Bir anda coştum ama The Path of Solitude çalarken coşmamak elde değil. Oradan oraya o kadar zahmetsizce savurup sonra 6. dakika dolaylarında başladığı yere öyle bir döndürüyor ki insanın başı dönüyor. Zaten bir albümlük rifi bir şarkıya doldurmuşlar; 7:50 süresiyle albümün en uzunu ama ilk bir-iki dinlemede açıp kontrol ettim yeni şarkıda mıyım diye, çünkü fikir bitmiyor The Path of Solitude‘da.
Bu nasıl bir membaysa albümün devamında da durmuyor grup ve enstrümantal Cosmic Terror‘da bile kozmik sesler çıkarıp atmosfer ittirmek yerine hayvan çocuğu blast-beat üzerine kazıma gitarlarla yine melodiyi dayıyor insana. Ben AOP Records olsam albümün basın bültenine ‘Dissection’ı çok seviyorlar ve asla durmuyorlar’ yazardım, çünkü en net tanım bu The Spirit için.
Gerçi madalyonun diğer yüzünde Cosmic Terror‘un tek boyutlu olduğundan bahsedebiliriz biraz. Muhteşem bir icra olsa da beste açısından formülize edilmesi kolay bir müzik ile, hep aynı noktaya ayı silahlarla saldırıyor The Spirit. İlk iki şarkıda albümü sevmezseniz kalanlarda da fikrinizi değiştirecek hiçbir şey olmuyor kısacası. Fakat ilk iki şarkıyı severseniz de an be an albümü daha çok seveceksiniz demektir; aynı şeyden, aynı güç ve yoğunlukta yarım saat daha var çünkü elinizde. Bu da aslında istikrarlı olduklarını gösterir.
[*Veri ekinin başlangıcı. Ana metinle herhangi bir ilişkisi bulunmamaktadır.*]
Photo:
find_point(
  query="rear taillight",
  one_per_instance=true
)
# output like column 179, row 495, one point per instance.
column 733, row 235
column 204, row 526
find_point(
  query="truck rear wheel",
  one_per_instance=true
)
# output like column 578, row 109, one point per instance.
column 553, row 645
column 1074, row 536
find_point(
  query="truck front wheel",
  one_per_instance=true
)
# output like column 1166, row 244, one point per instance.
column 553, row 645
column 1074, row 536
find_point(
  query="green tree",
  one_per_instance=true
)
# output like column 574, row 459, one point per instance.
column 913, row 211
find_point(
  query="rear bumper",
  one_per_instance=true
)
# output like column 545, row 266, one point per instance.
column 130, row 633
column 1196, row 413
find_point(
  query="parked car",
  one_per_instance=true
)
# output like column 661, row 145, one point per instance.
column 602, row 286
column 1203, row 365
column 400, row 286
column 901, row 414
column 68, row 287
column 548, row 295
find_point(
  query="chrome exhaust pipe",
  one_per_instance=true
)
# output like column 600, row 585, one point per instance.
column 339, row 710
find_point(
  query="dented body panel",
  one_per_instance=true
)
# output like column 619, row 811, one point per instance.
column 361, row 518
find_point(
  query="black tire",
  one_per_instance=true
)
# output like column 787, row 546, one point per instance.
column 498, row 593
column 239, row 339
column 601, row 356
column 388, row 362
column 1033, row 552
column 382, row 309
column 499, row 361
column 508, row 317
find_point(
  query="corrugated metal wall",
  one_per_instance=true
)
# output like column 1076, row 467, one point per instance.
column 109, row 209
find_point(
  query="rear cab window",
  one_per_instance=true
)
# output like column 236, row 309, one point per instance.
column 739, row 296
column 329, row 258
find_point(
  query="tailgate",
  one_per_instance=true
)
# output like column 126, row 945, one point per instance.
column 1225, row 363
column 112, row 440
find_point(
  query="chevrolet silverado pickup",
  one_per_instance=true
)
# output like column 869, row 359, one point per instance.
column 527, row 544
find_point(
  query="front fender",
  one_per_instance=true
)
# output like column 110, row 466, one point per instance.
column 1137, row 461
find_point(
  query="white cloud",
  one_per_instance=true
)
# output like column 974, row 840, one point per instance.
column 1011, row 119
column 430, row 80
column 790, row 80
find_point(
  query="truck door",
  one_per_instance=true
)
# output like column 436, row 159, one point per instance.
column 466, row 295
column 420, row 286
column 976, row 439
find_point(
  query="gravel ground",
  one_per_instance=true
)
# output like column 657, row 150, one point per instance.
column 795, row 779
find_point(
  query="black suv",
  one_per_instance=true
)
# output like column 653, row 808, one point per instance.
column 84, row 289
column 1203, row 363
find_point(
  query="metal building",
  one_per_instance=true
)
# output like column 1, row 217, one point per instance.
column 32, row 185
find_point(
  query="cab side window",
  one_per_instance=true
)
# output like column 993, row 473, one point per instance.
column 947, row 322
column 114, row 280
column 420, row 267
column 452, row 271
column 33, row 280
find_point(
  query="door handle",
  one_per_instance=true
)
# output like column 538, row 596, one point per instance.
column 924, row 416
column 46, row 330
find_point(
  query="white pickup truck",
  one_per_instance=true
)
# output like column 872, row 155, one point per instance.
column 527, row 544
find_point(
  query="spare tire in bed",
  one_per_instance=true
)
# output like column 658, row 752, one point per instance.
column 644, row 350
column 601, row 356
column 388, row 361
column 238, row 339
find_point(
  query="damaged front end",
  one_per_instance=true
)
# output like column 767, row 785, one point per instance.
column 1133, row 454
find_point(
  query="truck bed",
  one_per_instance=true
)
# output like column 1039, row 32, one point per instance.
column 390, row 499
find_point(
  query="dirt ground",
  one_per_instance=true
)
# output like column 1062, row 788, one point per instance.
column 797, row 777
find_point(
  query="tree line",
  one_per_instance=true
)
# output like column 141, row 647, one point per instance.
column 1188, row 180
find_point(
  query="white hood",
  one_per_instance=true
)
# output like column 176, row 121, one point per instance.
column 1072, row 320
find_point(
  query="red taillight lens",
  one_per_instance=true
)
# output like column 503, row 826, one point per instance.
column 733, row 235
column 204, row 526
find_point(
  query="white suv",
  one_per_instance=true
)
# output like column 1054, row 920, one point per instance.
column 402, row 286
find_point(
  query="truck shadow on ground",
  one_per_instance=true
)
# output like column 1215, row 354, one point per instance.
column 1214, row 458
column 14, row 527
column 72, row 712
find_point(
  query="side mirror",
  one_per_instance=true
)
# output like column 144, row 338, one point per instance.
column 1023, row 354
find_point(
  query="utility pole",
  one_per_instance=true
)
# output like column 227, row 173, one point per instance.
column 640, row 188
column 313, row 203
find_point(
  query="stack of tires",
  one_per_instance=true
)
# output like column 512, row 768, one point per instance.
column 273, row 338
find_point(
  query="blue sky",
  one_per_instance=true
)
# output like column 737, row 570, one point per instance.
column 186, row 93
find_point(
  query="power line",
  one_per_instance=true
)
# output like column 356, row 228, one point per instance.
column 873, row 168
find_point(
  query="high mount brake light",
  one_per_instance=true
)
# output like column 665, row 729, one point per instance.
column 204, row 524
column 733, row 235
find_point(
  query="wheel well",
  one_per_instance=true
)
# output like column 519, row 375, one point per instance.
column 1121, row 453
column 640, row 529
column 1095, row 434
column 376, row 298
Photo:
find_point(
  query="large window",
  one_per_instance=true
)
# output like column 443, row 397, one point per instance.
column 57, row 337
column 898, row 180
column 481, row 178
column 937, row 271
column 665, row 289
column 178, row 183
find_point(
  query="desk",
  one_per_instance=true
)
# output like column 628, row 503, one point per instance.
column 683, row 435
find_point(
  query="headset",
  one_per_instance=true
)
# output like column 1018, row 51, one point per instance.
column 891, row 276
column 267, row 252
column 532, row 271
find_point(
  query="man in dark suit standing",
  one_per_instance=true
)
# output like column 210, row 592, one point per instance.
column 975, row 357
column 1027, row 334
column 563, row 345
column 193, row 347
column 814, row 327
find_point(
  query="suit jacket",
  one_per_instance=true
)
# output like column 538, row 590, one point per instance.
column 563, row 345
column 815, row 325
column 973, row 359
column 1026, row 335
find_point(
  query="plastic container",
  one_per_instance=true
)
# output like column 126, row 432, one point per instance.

Cosmic Terror ile ilgili bir diğer eleştirim ise tüm bu melodi bombardımanı içerisinde gerçekten öne çıkan, ilk dinlemeden zihne kazınan melodilerden yoksun bir albüm olması. Albümün farklı anlarında tekrar edilecek bir melodi, etrafında dolaşılacak bir fikir olsa, motiflerle yürüse başka bir seviyeye çıkabilirdi gibi hissediyorum. Çok iyi bestelere sahip ama hit barındırmayan bir albüm olarak lokomotif melodilerin eksikliğini yaşıyor maalesef biraz. Buna karşın prodüksiyon ilk albüme göre çok daha iyi (özellikle gitarlar çok berrak) durumda ve daha pes bir kayıt tercih etmişler. Ben severim ama kimisi de cızbız köfte kaydı sevdiği için bir şey diyemiyorum.
Dersine çok iyi çalışmış, her soruyu bilen, içten içe insanı uyuz etse de bir şey diyemediğiniz öğrenci gibi, ne bileyim Hermione Granger gibi bir grup The Spirit ve Cosmic Terror hakkında olumsuz bir şey söylemek zor. Evet, bir The Somberlain değil, bir The Storm of the Light’s Bane değil ama 2020 yılında onlara benzeyen işler yapan birini dinlemek isterseniz eldeki en iyi seçenek The Spirit ve son albümleri Cosmic Terror şu an için. Şu ana kadar dinlediğim en iyi 2020 albümlerinden biri.
Çok güzel analiz etmişsin. Ben de albümü fazlaca sevenlerdenim. Dissection gibi çığır açıcı bir grubun müziğine benzer (neredeyse aynı 🙂 ) bi yapıda olmaları zerrece umurumda değil. Dissection’ın Reinkaos’undan bile daha Dissection herifler. Sonuna kadar hakkını veriyorlar. Verdim şukularını 😀 \m/
Teşekkürler. \m/ Bence de Dissection kopyası olmanın ötesinde bir kalitedeler.